3. Agravo regimental desprovido.

(TSE, Recurso Especial Eleitoral n. 35378, Acórdão de 23.4.2009, Relator Min. MARCELO HENRIQUES RIBEIRO DE OLIVEIRA, Publicação: DJE - Diário da Justiça Eletrônico, Data 19.5.2009, Página 17.)

Na dicção do caput do art. 3º da Lei de Inelegibilidades, LC n. 64/90, o questionamento acerca da filiação partidária de candidato a cargo eletivo deve ocorrer em sede de impugnação de registro de candidatura, no prazo de 5 (cinco) dias da publicação do pedido de registro do candidato, sob pena de preclusão.

Isso porque, ao tempo em que o art. 14, § 3º, inc.

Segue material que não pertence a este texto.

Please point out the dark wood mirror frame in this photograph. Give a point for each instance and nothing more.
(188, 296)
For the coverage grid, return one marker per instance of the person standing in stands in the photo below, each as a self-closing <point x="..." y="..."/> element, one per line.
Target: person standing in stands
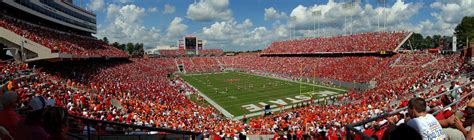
<point x="31" y="127"/>
<point x="425" y="124"/>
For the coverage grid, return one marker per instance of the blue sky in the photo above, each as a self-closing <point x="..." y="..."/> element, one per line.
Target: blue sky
<point x="253" y="24"/>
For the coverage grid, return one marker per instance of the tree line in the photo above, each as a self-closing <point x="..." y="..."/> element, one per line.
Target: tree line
<point x="464" y="31"/>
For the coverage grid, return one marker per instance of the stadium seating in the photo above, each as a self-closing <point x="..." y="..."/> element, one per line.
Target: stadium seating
<point x="362" y="42"/>
<point x="61" y="42"/>
<point x="139" y="91"/>
<point x="215" y="52"/>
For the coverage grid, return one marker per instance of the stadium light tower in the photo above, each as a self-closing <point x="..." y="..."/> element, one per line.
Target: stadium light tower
<point x="292" y="18"/>
<point x="315" y="14"/>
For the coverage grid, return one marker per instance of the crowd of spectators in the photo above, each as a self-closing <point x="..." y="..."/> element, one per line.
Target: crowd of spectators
<point x="172" y="52"/>
<point x="61" y="42"/>
<point x="141" y="92"/>
<point x="214" y="52"/>
<point x="362" y="42"/>
<point x="182" y="52"/>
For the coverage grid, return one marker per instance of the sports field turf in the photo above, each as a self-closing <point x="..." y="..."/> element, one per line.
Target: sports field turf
<point x="236" y="91"/>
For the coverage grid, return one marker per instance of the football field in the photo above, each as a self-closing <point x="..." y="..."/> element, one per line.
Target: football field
<point x="241" y="93"/>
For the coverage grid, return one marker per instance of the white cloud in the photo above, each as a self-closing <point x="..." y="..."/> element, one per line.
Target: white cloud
<point x="169" y="9"/>
<point x="334" y="15"/>
<point x="125" y="24"/>
<point x="448" y="17"/>
<point x="152" y="9"/>
<point x="112" y="11"/>
<point x="176" y="28"/>
<point x="209" y="10"/>
<point x="271" y="13"/>
<point x="231" y="35"/>
<point x="96" y="5"/>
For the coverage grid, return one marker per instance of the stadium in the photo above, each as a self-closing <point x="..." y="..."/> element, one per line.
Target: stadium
<point x="59" y="80"/>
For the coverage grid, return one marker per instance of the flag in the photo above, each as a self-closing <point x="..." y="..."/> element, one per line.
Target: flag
<point x="348" y="5"/>
<point x="317" y="12"/>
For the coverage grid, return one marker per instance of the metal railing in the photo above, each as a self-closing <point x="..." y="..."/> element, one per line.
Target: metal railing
<point x="351" y="127"/>
<point x="94" y="129"/>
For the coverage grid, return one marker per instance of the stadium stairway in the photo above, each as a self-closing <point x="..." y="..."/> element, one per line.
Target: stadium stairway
<point x="403" y="42"/>
<point x="24" y="49"/>
<point x="220" y="64"/>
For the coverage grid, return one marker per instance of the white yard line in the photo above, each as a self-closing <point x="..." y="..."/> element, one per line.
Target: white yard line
<point x="295" y="81"/>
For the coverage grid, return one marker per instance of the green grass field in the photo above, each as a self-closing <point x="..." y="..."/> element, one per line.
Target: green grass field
<point x="235" y="91"/>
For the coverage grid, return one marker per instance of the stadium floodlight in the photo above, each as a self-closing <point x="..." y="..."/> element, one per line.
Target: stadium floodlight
<point x="292" y="18"/>
<point x="350" y="6"/>
<point x="316" y="13"/>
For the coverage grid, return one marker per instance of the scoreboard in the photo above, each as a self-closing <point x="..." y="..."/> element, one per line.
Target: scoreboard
<point x="190" y="44"/>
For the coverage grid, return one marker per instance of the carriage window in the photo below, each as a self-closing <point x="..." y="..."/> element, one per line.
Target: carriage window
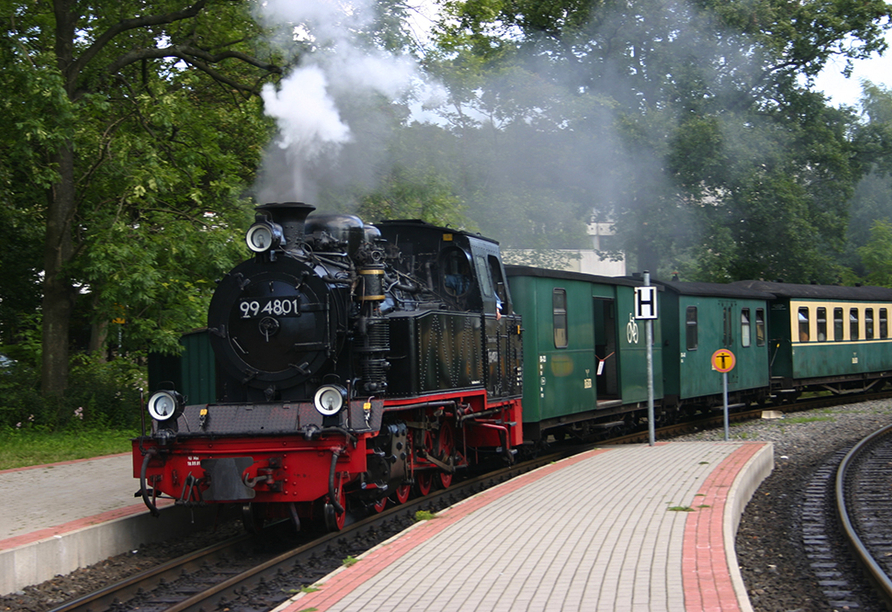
<point x="483" y="275"/>
<point x="838" y="325"/>
<point x="456" y="272"/>
<point x="821" y="320"/>
<point x="559" y="310"/>
<point x="728" y="324"/>
<point x="691" y="327"/>
<point x="803" y="324"/>
<point x="760" y="327"/>
<point x="495" y="270"/>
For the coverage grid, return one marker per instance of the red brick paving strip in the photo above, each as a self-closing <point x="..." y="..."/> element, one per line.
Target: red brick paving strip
<point x="343" y="583"/>
<point x="706" y="578"/>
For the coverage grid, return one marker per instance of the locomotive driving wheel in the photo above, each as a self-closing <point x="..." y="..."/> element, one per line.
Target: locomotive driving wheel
<point x="423" y="482"/>
<point x="253" y="517"/>
<point x="335" y="520"/>
<point x="444" y="451"/>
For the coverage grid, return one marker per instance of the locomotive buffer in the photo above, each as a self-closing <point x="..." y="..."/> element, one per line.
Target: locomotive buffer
<point x="724" y="361"/>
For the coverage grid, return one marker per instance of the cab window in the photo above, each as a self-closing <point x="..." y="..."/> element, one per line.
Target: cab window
<point x="821" y="321"/>
<point x="760" y="327"/>
<point x="745" y="327"/>
<point x="691" y="328"/>
<point x="559" y="313"/>
<point x="803" y="324"/>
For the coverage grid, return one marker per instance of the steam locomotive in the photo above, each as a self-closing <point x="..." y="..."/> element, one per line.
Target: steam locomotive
<point x="348" y="364"/>
<point x="355" y="361"/>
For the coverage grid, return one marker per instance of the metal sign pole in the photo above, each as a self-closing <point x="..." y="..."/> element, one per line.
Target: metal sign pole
<point x="650" y="372"/>
<point x="725" y="397"/>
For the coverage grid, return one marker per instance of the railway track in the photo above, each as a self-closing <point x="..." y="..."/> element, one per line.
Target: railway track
<point x="257" y="575"/>
<point x="864" y="505"/>
<point x="222" y="575"/>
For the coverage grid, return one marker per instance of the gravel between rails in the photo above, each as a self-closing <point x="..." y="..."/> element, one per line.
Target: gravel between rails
<point x="781" y="570"/>
<point x="773" y="557"/>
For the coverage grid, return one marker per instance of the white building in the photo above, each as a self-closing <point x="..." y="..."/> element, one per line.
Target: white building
<point x="588" y="261"/>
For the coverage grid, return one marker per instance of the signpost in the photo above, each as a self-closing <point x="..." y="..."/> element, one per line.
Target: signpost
<point x="646" y="308"/>
<point x="724" y="361"/>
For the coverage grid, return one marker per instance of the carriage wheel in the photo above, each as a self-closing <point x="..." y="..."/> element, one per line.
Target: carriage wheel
<point x="402" y="493"/>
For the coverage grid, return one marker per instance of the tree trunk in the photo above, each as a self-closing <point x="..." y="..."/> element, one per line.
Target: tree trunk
<point x="58" y="293"/>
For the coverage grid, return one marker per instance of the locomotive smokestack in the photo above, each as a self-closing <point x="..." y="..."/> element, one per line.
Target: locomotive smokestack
<point x="291" y="216"/>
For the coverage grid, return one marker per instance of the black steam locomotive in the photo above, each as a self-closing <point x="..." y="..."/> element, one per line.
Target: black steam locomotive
<point x="354" y="362"/>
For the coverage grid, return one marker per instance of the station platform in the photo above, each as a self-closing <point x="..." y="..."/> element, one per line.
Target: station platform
<point x="625" y="528"/>
<point x="59" y="517"/>
<point x="619" y="528"/>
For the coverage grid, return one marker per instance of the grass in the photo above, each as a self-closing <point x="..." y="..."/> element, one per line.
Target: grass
<point x="22" y="448"/>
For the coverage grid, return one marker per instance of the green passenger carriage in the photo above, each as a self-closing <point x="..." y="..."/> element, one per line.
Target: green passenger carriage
<point x="827" y="338"/>
<point x="584" y="351"/>
<point x="701" y="318"/>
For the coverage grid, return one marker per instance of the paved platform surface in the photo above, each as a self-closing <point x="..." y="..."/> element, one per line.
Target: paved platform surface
<point x="49" y="496"/>
<point x="628" y="528"/>
<point x="60" y="517"/>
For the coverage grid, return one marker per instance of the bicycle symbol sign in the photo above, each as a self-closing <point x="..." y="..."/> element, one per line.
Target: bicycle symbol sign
<point x="632" y="330"/>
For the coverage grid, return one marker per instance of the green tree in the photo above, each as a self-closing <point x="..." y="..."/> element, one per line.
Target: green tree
<point x="683" y="121"/>
<point x="131" y="122"/>
<point x="877" y="254"/>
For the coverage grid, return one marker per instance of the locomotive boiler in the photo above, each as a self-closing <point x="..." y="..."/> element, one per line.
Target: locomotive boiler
<point x="354" y="362"/>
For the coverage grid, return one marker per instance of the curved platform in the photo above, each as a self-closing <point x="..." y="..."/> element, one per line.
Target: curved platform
<point x="621" y="528"/>
<point x="59" y="517"/>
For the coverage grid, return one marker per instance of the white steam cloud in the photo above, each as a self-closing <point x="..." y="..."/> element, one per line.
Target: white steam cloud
<point x="313" y="104"/>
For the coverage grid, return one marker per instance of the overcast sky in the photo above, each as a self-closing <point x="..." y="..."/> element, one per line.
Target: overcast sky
<point x="877" y="70"/>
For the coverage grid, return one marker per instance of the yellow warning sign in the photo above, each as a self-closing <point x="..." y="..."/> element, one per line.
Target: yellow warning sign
<point x="723" y="360"/>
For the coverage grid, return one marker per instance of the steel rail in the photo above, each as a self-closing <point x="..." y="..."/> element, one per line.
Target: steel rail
<point x="879" y="577"/>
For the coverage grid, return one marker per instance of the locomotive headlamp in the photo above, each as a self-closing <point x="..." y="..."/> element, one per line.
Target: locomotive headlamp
<point x="263" y="236"/>
<point x="165" y="405"/>
<point x="330" y="399"/>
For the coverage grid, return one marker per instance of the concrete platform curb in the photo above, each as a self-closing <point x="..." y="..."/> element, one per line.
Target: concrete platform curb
<point x="757" y="469"/>
<point x="67" y="550"/>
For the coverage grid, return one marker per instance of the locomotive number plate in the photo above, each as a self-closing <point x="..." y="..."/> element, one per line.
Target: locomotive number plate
<point x="265" y="307"/>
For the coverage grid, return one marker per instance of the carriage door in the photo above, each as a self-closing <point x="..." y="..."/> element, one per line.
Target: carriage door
<point x="605" y="348"/>
<point x="730" y="323"/>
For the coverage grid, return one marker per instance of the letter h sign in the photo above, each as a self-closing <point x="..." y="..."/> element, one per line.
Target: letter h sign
<point x="645" y="302"/>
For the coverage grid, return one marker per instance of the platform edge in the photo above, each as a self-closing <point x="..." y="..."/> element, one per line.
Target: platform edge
<point x="756" y="469"/>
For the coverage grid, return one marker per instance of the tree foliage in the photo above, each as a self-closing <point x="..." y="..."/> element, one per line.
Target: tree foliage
<point x="133" y="128"/>
<point x="686" y="123"/>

V, da Constituição Federal estabelece a filiação partidária como condição de elegibilidade, considera-se que a matéria relativa à duplicidade de filiações é infraconstitucional e deve ser arguida em impugnação ao registro de candidatura, pois está regulada pelo art. 9º da Lei n. 9.504/97:

Art. 9º Para concorrer às eleições, o candidato deverá possuir domicílio eleitoral na respectiva circunscrição pelo prazo de, pelo menos, um ano antes do pleito, e estar com a filiação deferida pelo partido no mínimo seis meses antes da data da eleição.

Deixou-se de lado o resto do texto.